I had hoped by now that my dark cloud would have lifted. I had hoped that it was a partly cloudy day in a mostly sunny week. The reeling has not stopped and now I am getting angry and indignant. I want to be able to move through the day without the tugging of sadness on my sleeve. I want to speak to my children without the inner motivational speaking that forces a happy tone. I can’t even fake it for Facebook.
Now you know that is bad.
After dropping my two oldest children off at school this morning I stopped in to visit with my Father in Law. He immediately set to work preparing a breakfast of eggs, fried potatoes and toast. He knows that fried potatoes are my favorite and he usually calls me on the phone joking that my potatoes are ready. He warmed my coffee cup twice and fed the baby small slices of fruit. When he left he told me I could stay as long as I wanted and I did.
In the light passing of conversation and the warmth of a house steadily being covered by snow flakes I remembered something forgotten. Even as my spirit was discontent and uneasy I felt comforted. My father-in-law is a man of decision. Not in the way of great political thinkers or entrepreneurs. He moves into what is best regardless of his obstacles.

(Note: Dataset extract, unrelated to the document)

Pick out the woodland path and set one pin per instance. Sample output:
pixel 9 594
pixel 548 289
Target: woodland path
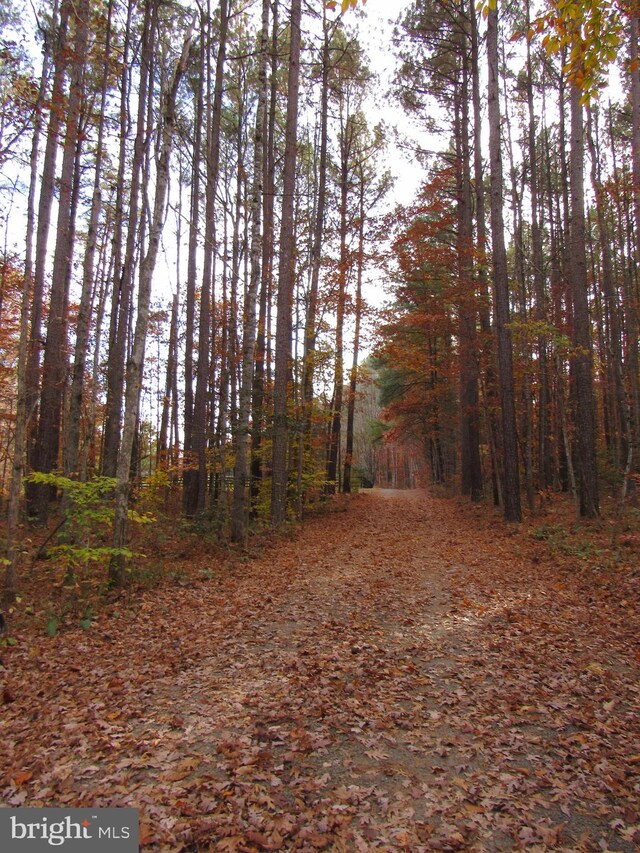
pixel 395 677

I am currently enjoying a fictional novel about and named, Mary, Mrs. A. Lincoln. I love historical fiction and since my mother-in-law ‘knew that I would love it’, I went against my rules of order and disregarded a stack of already borrowed library books to begin it. I have probably heard more than my share of information about President Abraham Lincoln but his wife has never crossed my mind. She had a fierce need for the world to see the goodness of her husband, suffered the loss of three sons and a husband who was assassinated and finally was wrongly committed to an asylum by her own first born son.
Throughout her life she struggled to rein in her “excessive passions” while trying to mourn with dignity. She had a large portion of her own very dark days. Chapter after chapter, she fought her way back. She dove into having another child to substitute the lost affection of another. She “unsexed” herself by overly involving herself in politics to do everything she could to ensure that the nation recognized the good of her husband. She pushed her self through doing the tedious of household chores just to keep her focus anchored to her priorities.
I hate schedules. I don’t like to have to do anything. However, I can see her logic…for someone who was eventually committed. The few spots of joy I have felt in the course of the past week have involved my one year old who now knows where his nose is, my four year old who wants only to be physically connected to my person at all times and my eldest son who I can now have a conversation with.
For a fictional crazy person’s account, I think there is wisdom in just doing the next thing. I will allow myself the gift of rest as I finish the last few chapters of this book. When I am done, I will focus all of my energy on doing the next thing. I expect that the first few tasks that I force myself to do will hurt a little but it won’t be worst than pouting under this cloud.
I am now deciding the weather and it will be partly sunny.